# Twisted 28g Coil With Macro Lens



## Derick (21/1/14)

Not mine - but this pic represents two things I want - I nice even glowing coil like that and a macro lens able to take pictures like these

Reactions: Like 2


----------



## devdev (22/1/14)

That's an awesome bit of work, both the coil, and the macro.

Derick if you have an SLR I would recommend either getting a lens reversal ring (yes, mounting your lens backwards on your SLR makes it into a potent macro lens) but works best if you have a prime lens (fixed focal length) and won't be that good with a zoom.

Alternatively you could find yourself a set of extension rings, which basically allow you to mount your lens a little further away from the camera itself. This affects the focusing distance, and actually turns any lens (except wide angle lens) into a macro. I have extension tubes and you can take some awesome pics with them - see these shots of mine:

http://www.flickr.com/photos/danlevyza/6372179603/

http://www.flickr.com/photos/danlevyza/2989278986/ (In this shot the spider was the size of the 'fullstop' on your keyboard

http://www.flickr.com/photos/danlevyza/2964593573/ (Not zoomed in alot, but very close focusing distance)

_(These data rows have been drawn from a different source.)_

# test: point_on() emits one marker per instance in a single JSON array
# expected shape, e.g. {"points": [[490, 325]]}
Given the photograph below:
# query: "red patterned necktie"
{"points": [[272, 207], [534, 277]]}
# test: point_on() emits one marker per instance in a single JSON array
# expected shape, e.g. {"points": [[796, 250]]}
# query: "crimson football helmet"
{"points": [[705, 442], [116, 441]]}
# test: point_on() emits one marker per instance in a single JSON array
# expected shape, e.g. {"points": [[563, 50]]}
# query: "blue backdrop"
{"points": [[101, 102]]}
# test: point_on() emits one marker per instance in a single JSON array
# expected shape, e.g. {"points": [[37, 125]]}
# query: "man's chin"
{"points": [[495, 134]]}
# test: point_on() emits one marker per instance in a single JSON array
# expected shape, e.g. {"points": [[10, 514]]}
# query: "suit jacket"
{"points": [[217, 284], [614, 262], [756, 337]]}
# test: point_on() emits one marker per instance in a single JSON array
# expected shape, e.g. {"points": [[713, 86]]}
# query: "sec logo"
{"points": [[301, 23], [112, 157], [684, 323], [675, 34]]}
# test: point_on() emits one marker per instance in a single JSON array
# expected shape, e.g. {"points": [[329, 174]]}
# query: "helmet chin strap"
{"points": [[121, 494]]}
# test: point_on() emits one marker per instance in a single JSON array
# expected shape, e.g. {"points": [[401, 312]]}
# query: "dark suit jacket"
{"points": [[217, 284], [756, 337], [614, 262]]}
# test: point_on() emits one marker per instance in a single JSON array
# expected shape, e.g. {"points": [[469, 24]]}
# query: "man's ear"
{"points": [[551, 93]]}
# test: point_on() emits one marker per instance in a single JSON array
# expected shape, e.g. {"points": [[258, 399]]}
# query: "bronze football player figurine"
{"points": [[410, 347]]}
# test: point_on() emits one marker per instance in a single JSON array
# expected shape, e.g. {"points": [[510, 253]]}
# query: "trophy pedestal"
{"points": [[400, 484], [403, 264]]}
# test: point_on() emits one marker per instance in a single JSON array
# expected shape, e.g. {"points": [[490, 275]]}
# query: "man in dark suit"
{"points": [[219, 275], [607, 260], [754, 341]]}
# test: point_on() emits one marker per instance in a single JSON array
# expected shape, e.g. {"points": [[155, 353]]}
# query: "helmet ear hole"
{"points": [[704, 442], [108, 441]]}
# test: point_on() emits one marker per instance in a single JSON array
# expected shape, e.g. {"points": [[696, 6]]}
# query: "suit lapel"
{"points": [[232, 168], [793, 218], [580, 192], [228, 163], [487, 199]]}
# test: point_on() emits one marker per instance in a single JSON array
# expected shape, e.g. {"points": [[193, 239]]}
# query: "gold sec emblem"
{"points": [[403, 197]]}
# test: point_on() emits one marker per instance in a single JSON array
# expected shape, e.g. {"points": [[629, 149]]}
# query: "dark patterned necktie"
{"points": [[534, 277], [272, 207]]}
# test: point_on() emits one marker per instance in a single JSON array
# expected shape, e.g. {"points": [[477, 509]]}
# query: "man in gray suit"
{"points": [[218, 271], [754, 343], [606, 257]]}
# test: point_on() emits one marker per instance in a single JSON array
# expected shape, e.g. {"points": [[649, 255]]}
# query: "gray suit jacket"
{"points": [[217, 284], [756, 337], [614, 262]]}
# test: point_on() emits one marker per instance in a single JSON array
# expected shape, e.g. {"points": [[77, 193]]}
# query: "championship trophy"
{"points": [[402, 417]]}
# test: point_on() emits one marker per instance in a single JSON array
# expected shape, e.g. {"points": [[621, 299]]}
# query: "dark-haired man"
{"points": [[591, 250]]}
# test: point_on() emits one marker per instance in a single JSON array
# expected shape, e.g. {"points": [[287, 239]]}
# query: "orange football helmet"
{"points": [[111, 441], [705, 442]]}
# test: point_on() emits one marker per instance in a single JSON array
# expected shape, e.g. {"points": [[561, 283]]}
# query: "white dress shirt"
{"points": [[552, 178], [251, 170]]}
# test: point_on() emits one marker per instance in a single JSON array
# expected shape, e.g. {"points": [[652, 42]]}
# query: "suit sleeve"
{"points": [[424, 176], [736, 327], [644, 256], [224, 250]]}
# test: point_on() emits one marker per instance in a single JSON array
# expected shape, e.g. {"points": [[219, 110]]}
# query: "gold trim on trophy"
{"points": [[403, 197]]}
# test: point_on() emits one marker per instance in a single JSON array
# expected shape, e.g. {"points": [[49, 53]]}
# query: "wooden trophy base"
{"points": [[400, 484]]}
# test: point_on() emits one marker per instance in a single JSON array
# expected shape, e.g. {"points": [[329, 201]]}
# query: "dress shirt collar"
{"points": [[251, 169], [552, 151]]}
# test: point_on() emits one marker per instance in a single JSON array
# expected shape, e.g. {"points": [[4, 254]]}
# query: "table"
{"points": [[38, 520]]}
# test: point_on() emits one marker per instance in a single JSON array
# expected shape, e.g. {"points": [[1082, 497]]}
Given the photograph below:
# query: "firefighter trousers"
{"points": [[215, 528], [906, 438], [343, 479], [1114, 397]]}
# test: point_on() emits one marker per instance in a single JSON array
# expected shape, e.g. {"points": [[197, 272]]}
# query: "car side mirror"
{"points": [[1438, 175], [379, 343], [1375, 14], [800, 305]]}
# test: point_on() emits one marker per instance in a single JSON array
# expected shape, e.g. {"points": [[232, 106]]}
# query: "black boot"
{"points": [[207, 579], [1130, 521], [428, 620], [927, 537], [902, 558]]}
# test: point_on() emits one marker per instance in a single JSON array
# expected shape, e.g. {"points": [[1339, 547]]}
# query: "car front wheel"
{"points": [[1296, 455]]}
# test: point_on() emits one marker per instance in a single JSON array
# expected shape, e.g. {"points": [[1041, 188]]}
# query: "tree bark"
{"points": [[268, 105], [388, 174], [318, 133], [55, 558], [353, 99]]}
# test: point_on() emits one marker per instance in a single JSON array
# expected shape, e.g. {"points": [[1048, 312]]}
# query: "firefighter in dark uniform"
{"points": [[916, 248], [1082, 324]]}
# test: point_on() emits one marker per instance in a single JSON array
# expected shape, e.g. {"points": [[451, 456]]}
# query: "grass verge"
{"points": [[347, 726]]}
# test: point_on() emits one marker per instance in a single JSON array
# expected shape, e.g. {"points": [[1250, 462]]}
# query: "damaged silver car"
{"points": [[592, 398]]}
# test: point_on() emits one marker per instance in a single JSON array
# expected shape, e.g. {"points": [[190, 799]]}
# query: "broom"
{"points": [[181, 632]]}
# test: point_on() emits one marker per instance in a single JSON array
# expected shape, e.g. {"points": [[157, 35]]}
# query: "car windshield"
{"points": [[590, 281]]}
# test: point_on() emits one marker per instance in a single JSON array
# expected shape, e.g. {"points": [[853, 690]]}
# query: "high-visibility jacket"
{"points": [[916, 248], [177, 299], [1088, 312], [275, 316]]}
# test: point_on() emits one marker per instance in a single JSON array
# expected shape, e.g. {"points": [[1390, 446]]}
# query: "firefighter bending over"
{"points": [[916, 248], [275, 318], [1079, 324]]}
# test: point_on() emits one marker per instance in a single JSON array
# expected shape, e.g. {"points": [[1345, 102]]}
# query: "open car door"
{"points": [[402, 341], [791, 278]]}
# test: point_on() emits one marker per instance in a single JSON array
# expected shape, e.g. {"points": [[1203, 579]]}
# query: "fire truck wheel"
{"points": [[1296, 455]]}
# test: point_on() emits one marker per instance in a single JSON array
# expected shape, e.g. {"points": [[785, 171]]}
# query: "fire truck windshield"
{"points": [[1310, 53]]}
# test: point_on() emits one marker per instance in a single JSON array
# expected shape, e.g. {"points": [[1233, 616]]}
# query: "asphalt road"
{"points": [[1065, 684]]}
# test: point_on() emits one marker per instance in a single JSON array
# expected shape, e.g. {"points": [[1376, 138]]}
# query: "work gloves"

If anyone is interested, you can easily get inventive and make a macro attachment for your cell phone:

http://www.instructables.com/tag/type-id/?sort=none&q=macro+lens

Reactions: Like 2


----------



## Silver (22/1/14)

Wow, fascinating indeed!

Reactions: Like 1


----------



## Derick (22/1/14)

Awesome thanks devdev - Yeah I have a DSLR, micro 4/3rds - so nothing all that fancy, but it does the job - definitely going to be looking into those diy extension rings

Reactions: Like 1


----------